Strateji yoksa hoşluk ve boşluk vardır

Soner Polat

Soner Polat

Eski Yazar

A+ A-

Hükümet Sözcüsü Bekir Bozdağ’ın ilk demeci: “Duma’da Suriye yönetimine bağlı güçlerce kimyasal silah kullanıldığı ve çok sayıda sivilin öldüğüne dair haberler, görüntüler ve açıklamalar bulunmaktadır. Bu insanlık suçu saldırıdan dolayı Suriye yönetimini şiddetle kınıyoruz. Daha önceki saldırının karşılıksız kalması, Rejimi bu saldırı için cesaretlendirmiştir. Türkiye, Uluslararası toplumu/örgütleri kınama ve eleştiriden öte somut adı atmaya davet ediyor. Artık sözün bittiği yerdeyiz.”

Hükümet Sözcüsü’nün ikinci demeci: “Konu net şekilde aydınlatılmalıdır. Tarafların iddialarına bırakılmayacak kadar önemlidir. Bunun uzmanlar tarafından da elbette incelenmesi ve soruşturulması son derece önemlidir.”
ABD Savunma Bakanı James Mattis: “Esad’ın zehirli gaz kullandığına dair elimizde bir kanıt yok!”

SOLA ÇARK, MARŞ!

Peki, niçin 1-2 gün içinde böylesine keskin bir çark manevrası yapılmıştır. Çünkü Suriye konusunda köşeleri olan, içi dolu, belirgin bir strateji yoktur. Bu nedenle tek adımlı hamleler yapılmaktadır. Strateji eksikliği nedeniyle ikinci ve üçüncü adımlar hesaplanamadığından, çark manevraları artık yaşamın bir parçası olmuştur. Strateji yoksa akıl ve muhakemeden ziyade talihiniz kaderinize yön verir. Bir ülkenin geleceğini feleğin çarkına bağlamak, ne kadar doğru olur?

Farz ve kabul edelim ki Atlantik ve Avrasya arasında denge politikası izlenmektedir. Bunun da stratejik alt yapısının hazırlanması gerekir. Ülkenizde dünyayı ayağa kaldıran başarılı bir Türkiye-Rusya-İran zirvesi yapıyorsunuz.
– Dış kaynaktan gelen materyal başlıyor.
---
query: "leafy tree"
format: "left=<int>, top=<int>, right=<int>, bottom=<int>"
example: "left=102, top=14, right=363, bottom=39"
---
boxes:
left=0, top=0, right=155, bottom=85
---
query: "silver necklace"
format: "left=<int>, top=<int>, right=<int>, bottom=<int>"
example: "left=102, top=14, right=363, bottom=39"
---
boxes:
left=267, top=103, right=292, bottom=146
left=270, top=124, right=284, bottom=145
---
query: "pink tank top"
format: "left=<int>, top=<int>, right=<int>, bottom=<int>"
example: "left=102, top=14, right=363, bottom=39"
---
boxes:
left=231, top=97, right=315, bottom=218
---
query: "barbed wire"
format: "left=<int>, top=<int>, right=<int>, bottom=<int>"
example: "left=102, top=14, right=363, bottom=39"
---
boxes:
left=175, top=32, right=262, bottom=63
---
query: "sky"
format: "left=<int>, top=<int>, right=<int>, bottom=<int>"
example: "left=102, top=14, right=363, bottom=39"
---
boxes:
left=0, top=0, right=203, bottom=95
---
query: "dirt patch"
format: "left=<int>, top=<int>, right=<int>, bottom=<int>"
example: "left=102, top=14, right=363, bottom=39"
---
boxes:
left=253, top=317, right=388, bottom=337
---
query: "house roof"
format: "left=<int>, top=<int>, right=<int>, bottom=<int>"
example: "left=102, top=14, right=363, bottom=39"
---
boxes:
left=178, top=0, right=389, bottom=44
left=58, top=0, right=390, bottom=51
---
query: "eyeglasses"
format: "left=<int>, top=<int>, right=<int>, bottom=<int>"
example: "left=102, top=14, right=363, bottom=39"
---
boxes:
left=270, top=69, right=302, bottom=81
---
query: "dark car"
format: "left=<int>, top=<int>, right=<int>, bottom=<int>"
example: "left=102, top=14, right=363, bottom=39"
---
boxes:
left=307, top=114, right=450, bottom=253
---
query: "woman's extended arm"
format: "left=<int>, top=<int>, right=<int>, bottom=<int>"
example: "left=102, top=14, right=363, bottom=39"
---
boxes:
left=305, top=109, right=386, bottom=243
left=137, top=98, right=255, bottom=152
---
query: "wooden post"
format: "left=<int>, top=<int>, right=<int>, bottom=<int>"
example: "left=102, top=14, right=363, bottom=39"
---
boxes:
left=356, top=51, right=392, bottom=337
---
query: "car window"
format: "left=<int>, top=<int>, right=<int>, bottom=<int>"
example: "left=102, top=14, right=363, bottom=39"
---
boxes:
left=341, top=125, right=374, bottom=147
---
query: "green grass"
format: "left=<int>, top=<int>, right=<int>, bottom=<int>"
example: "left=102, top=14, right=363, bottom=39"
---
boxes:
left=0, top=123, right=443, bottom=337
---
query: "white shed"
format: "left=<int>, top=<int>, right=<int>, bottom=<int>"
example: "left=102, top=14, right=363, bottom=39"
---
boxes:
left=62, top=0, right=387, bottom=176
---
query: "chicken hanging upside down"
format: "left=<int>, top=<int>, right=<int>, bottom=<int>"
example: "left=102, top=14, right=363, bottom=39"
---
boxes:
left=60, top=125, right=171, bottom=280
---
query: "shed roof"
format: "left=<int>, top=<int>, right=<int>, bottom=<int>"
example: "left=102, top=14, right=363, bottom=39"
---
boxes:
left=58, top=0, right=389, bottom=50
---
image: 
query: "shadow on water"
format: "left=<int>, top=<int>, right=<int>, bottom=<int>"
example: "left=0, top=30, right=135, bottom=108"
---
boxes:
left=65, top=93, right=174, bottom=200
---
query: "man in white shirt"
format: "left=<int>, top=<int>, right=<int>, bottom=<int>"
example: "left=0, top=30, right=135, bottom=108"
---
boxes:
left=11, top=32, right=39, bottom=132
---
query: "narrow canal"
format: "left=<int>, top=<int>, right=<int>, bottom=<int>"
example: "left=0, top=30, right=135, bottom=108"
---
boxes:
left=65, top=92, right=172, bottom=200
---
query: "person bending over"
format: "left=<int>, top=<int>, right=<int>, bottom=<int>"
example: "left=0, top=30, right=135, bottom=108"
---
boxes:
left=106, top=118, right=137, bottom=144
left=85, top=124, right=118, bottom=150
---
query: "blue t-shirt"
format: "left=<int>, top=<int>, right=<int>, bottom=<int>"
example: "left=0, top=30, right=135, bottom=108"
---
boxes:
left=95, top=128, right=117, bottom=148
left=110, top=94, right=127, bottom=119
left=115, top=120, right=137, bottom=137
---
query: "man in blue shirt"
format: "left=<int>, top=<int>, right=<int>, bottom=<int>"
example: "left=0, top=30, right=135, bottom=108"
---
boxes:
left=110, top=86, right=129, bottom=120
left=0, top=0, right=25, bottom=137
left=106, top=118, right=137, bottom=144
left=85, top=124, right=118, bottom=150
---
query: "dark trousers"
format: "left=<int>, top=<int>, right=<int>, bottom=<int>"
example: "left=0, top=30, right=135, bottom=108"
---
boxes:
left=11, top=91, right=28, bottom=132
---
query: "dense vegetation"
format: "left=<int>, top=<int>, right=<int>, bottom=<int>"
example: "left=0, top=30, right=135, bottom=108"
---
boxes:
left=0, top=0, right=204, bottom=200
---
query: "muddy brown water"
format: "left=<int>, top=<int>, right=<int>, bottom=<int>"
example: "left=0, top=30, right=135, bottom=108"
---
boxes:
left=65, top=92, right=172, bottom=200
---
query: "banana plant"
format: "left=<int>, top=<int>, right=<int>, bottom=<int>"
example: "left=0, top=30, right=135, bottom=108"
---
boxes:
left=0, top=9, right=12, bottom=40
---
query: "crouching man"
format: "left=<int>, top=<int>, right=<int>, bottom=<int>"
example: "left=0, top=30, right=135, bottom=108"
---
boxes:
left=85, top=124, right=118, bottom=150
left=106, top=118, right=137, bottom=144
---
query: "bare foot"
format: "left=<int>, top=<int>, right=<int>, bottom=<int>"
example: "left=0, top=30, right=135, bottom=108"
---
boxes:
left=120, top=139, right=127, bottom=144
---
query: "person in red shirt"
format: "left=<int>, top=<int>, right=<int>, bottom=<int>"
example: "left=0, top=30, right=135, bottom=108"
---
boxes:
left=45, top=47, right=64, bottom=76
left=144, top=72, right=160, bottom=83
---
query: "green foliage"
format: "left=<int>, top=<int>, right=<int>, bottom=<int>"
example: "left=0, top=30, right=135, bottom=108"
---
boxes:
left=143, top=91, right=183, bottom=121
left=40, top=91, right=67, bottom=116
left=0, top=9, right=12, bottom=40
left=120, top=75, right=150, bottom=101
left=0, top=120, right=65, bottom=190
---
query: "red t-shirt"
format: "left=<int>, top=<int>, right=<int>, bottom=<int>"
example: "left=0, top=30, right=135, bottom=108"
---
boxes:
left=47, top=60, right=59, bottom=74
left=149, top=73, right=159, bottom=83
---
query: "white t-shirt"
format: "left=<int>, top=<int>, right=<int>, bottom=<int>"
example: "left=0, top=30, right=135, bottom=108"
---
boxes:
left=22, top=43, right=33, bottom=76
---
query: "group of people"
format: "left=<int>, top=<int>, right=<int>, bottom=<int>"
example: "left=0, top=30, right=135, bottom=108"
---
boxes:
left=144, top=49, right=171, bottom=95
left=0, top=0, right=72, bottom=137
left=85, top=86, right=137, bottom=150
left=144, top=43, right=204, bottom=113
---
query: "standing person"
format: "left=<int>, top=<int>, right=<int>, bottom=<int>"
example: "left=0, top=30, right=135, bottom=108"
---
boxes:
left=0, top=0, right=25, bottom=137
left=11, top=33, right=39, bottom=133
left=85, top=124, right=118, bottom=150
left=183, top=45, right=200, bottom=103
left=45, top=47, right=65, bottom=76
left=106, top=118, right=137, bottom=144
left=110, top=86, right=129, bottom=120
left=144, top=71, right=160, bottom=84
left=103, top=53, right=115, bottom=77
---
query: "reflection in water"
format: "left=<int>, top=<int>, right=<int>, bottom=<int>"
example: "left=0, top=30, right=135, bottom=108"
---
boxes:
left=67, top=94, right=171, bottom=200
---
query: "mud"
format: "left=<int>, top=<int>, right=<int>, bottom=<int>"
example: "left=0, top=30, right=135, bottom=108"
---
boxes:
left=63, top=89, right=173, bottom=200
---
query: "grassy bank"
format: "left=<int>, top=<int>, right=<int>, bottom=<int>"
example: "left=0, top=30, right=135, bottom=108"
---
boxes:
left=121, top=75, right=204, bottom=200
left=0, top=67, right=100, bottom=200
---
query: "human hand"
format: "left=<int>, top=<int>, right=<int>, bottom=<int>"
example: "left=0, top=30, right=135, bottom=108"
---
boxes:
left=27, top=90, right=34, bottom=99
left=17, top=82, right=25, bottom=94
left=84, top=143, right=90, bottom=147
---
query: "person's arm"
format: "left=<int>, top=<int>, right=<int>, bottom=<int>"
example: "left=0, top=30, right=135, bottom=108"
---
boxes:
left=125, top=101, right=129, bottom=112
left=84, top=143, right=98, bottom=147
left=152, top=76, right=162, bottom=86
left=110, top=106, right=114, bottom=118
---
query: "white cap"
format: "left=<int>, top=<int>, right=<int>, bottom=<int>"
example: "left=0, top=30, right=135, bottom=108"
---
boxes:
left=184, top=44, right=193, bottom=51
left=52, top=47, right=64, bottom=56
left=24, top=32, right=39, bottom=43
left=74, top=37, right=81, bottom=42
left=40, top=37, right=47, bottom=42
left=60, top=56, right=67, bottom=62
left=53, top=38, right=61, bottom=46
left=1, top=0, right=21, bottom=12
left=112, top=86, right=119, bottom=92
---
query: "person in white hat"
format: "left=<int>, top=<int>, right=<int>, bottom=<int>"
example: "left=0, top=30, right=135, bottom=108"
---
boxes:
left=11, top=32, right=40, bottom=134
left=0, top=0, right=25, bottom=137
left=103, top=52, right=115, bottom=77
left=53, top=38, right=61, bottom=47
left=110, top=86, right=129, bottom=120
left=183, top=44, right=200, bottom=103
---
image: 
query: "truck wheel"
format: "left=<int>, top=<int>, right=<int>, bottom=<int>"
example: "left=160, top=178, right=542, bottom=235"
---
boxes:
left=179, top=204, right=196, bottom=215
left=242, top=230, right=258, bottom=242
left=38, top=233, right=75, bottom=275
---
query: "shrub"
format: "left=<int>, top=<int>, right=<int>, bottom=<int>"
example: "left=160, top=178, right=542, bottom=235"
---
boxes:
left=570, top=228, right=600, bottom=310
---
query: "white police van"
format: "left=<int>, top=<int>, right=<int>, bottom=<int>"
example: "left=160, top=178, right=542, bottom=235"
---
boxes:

Bu zirvenin daha rüzgârı dinmeden Avrasyalı ortaklarınızı karşınıza alacak bir açıklama yapıyorsunuz. Böyle bir beyanat verilmeden önce en azından ABD, Fransa ve İngiltere’nin duruşunun tahlil edilmesi gerekirdi.

Atlantik Cephesi, bu olaydan Rusya, İran ve Suriye’yi toplu olarak sorumlu tutmuştur. Dolayısıyla Türkiye’nin suçlayıcı açıklaması Suriye’den çok Rusya ve İran’ı yaralamıştır. Çünkü Rusya çok önceden, “ABD’nin kimyasal bir pusu hazırlığında olduğunu ve bu konuda ellerinde istihbarat bilgisi bulunduğunu” ileri sürmüştü. Bu beyanatla Türkiye dolaylı olarak, “Rusya’nın değil, ABD’nin sözlerine güvendiği” mesajını vermiştir.
Rusya karşılık olarak, “Türkiye’nin Afrin’i Suriye yönetimine devretmesi gerektiğini” belirtmiştir. Türkiye, bu açıklamaya sertçe cevap vermiş ve böylece başarılı üçlü zirvenin üzerine gölge düşmüştür. Deyim yerindeyse Türkiye, “Avrupa-Atlantik” sisteminin tuzağına balıklama dalmıştır. Hâlbuki biraz sağduyulu davranılsaydı, Hükümet politikasına uygun olarak dolaylı olarak Suriye’yi de hedef alan ama uluslararası uzmanları Suriye’ye davet eden daha dengeli bir mesaj verilebilirdi. Yani, Bakan Bozdağ’ın ikinci mesajı Basra harap olmadan önce yayımlanırdı.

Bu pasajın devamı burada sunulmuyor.